I can remember, perhaps a little too vividly, a time when I was asked to put my camera down for a photo with another person. I had been hiding behind my camera all weekend. It’s a fantastic excuse to get out of talking to people. As soon as my camera left my hands I felt as though I was standing in the middle of a room naked and all eyes were on me.
I literally had to choke back tears. The people around me had no idea what was going on and I wasn’t about to bombard them with my little episode. As soon as the picture was taken, my camera was back in my hands and I ran off to hide until the panic wore off.
It sound so stupid to write that now. But knowing how I felt at that moment, it wasn’t stupid, it was real.
Cody said in his post about managing my depression that one of the biggest things he attempts to do for me when I’m sinking is to distract me, and the very best way to do that is with my camera and Photoshop (and my new crush, Lightroom.)
On my flight back from LA last year I was a sobbing, shaking mess, that is, unless I was able to have my laptop open and work through the photos Heather and Mike allowed me to capture at Maddie’s service. It was on that flight that I realized that photography is my safe place.
At the Blissdom conference in February I was in a much better place emotionally, and rather than hiding behind my camera, I used it as a way to get to know people. On the night Harry Connick Jr. performed I walked around taking pictures of everyone at the party.

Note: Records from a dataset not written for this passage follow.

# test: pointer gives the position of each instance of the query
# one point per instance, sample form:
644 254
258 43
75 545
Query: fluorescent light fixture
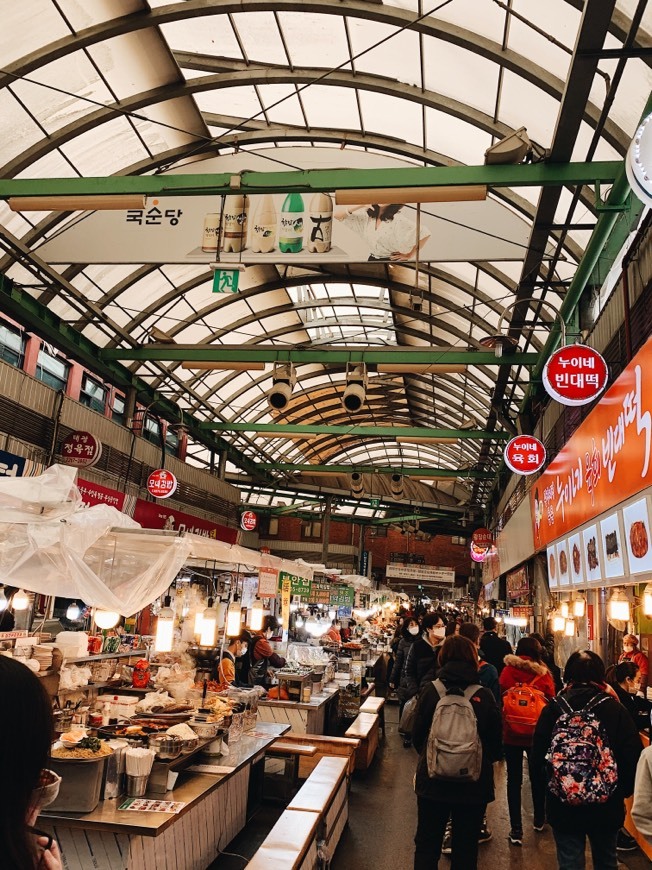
402 195
98 202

I didn’t delete a single photo.
Every click of my shutter revealed the most lovely women, radiating with happiness.
It was intoxicating.
I would imagine that the way people look at me when I’m taking pictures is the way I look at runners. With a giant question mark above their head. Sure I’d like to like to run, and I’m sure it’s enjoyable to those who do it…but…I don’t get it. It looks so, boring.
And then there’s the people who hold their cameras up, demand that their children sit up straight and smile. *sigh* I mean, there’s nothing wrong with that, yay for capturing an occasion! It’s just not very, natural.
Rarely, if ever, do I point my camera at something just to take a picture of it. I see things differently. When I look through my viewfinder I see angles, shapes, colors, reflections, movement and emotions. I see stuff other people don’t.
My mom left me a comment years ago that said “It’s becoming extremely clear to me why, even though you lived with Emilie and me, you grew up in a different place. Your brain is amazingly awesome.”
Now I wouldn’t go so far as to say that my brain is amazingly awesome, because sometimes it plays horrible tricks on me, however I do know for a fact that it works differently.
And I’m actually, finally, kind of grateful for that.